The fact that this comedy-drama, set on a sun-soaked Christmas Eve in LA, was shot entirety on iPhones isn’t the only impressive thing about it. “Tangerine” aims to capture the realities faced by trans sex workers every day, bringing an area of street culture rarely seen in the media plenty of much-needed attention. Its lead roles, Sin-Dee and Alexandra, are played by first-time trans actresses Kitana Kiki Rodriguez and Mya Taylor, and it was shot on a minuscule budget of $100,000. Despite its production obstacles, director Sean Baker still released a hilarious, heart-wrenching, age-defining film.

#3: “Brokeback Mountain” (2005)

The tragic bond between Jack Twist and Ennis Del Mar is a landmark love story in queer cinema. Ang Lee has been credited, along with A-list leads Jake Gyllenhaal and the late Heath Ledger, with paving the way for blockbuster movies to finally show gay characters. Named for the location of the unforgettable summer the two characters share together, “Brokeback Mountain” captures the pain of being closeted and has become one of the all-time greatest romance tales. Its cultural impact is undeniable, despite it being made the butt of many unpleasant jokes since its release.

#2: “Weekend” (2011)

This bittersweet British movie captures a chance encounter between two men who form an intense relationship over the course of a brief weekend. Meeting just days before one of them is planning to leave the country, audiences are acutely aware that as the minutes go by Glen and Russell are running out of time together. “Weekend” also discusses many social and political issues faced by LGBT people in the modern world in-depth, such as heteronormativity and gay marriage. This makes it down-to-earth and incredibly relevant to the lives and struggles of queer people today.

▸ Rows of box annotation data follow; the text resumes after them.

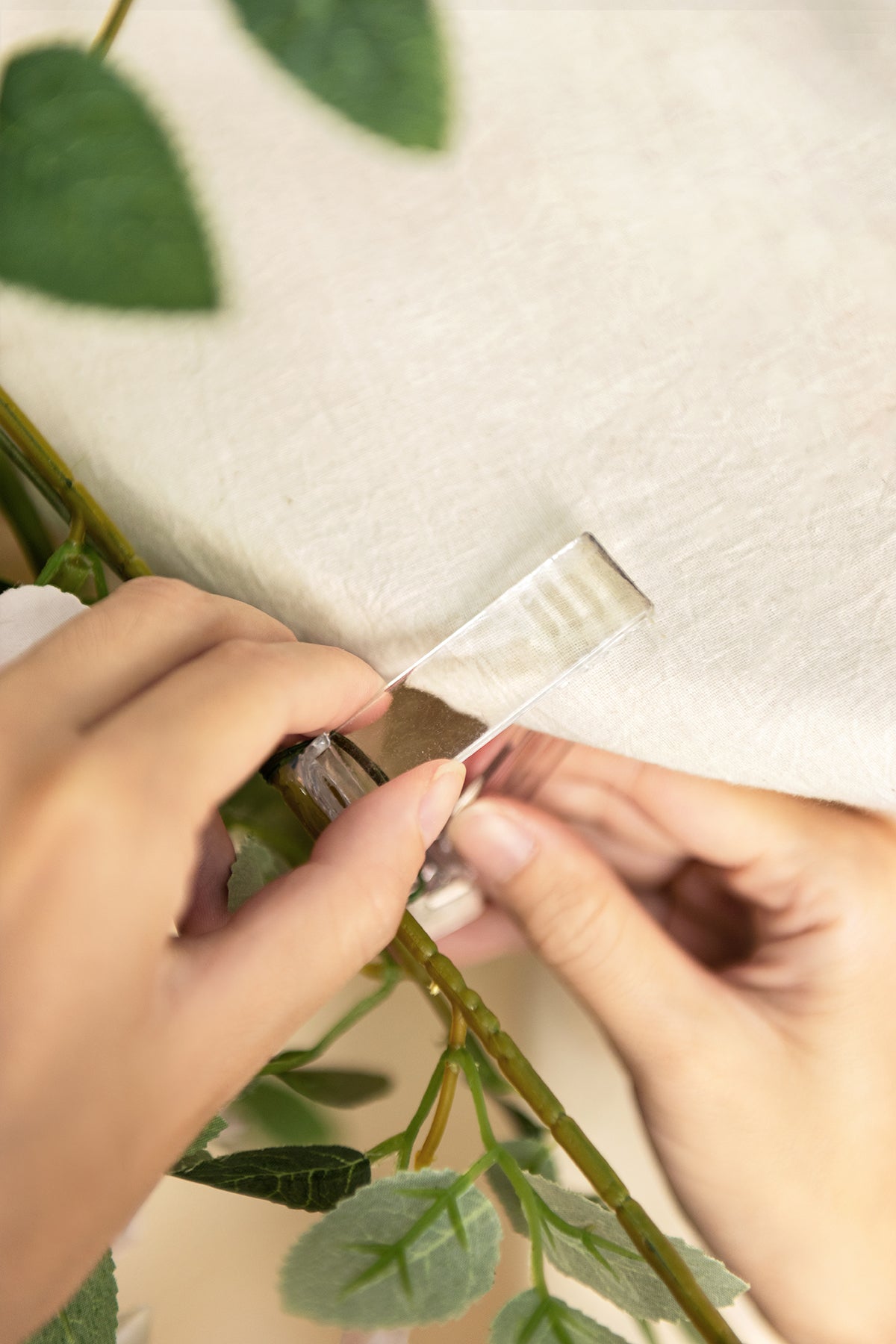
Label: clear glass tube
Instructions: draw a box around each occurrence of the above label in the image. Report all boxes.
[266,532,652,931]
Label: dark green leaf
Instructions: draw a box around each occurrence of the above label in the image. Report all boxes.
[526,1175,747,1321]
[281,1171,501,1329]
[227,835,289,914]
[225,0,447,149]
[277,1068,392,1109]
[28,1251,118,1344]
[175,1144,371,1213]
[220,774,311,868]
[489,1287,636,1344]
[0,46,217,309]
[172,1116,227,1176]
[227,1078,333,1148]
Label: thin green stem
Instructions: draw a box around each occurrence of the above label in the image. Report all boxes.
[0,454,55,574]
[497,1149,548,1297]
[398,1050,450,1171]
[414,1008,466,1171]
[364,1129,405,1166]
[258,961,402,1077]
[396,911,739,1344]
[458,1050,498,1148]
[90,0,133,59]
[0,387,152,579]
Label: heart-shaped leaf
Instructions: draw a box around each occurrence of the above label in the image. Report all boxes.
[225,0,447,149]
[175,1144,371,1213]
[0,46,217,309]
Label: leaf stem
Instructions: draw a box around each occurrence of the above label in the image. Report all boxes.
[398,1050,449,1171]
[0,387,152,579]
[255,961,402,1078]
[0,453,55,574]
[396,911,740,1344]
[414,1007,466,1172]
[90,0,133,60]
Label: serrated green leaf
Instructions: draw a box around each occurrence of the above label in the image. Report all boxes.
[277,1068,392,1109]
[0,46,217,309]
[227,1078,333,1149]
[228,0,447,149]
[526,1173,747,1321]
[485,1130,556,1236]
[220,774,313,868]
[227,835,289,914]
[172,1116,227,1176]
[281,1171,501,1329]
[28,1251,118,1344]
[175,1144,371,1213]
[489,1287,627,1344]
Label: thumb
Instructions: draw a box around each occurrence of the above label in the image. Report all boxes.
[449,800,720,1075]
[172,761,464,1094]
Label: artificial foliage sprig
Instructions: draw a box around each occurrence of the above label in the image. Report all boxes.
[0,0,744,1344]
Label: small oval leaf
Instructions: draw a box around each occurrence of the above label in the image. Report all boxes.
[27,1251,118,1344]
[281,1171,501,1329]
[526,1173,747,1321]
[0,46,217,309]
[489,1287,627,1344]
[175,1144,371,1213]
[278,1068,392,1109]
[228,0,447,149]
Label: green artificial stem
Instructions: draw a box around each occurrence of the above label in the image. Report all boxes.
[0,387,152,579]
[395,911,739,1344]
[257,961,402,1078]
[90,0,133,60]
[0,453,54,574]
[0,388,740,1344]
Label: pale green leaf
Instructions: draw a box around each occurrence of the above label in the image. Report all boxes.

Before we unveil our top pick, here are a few Honorable Mentions:

“The Way He Looks” (2014)

“The Handmaiden” (2016)

“Dallas Buyers Club” (2013)

#1: “Carol” (2015)

Todd Haynes’ cinematic masterpiece explores the affair between housewife Carol Aird, played by Cate Blanchett, and photographer Therese Belivet, played by Rooney Mara. The film is set in New York in 1952. While neither of them feels shame about their love, it needs to be kept secret so that Carol won’t lose custody of her young daughter as she goes through a divorce. Based on Patricia Highsmith’s novel “The Price of Salt,” the relationship between Carol and Therese is beautifully translated to the big screen and offers an uplifting ending rarely seen in a gay period drama. The critically-acclaimed “Carol” goes to show that even in the repressed 1950s, love will always win.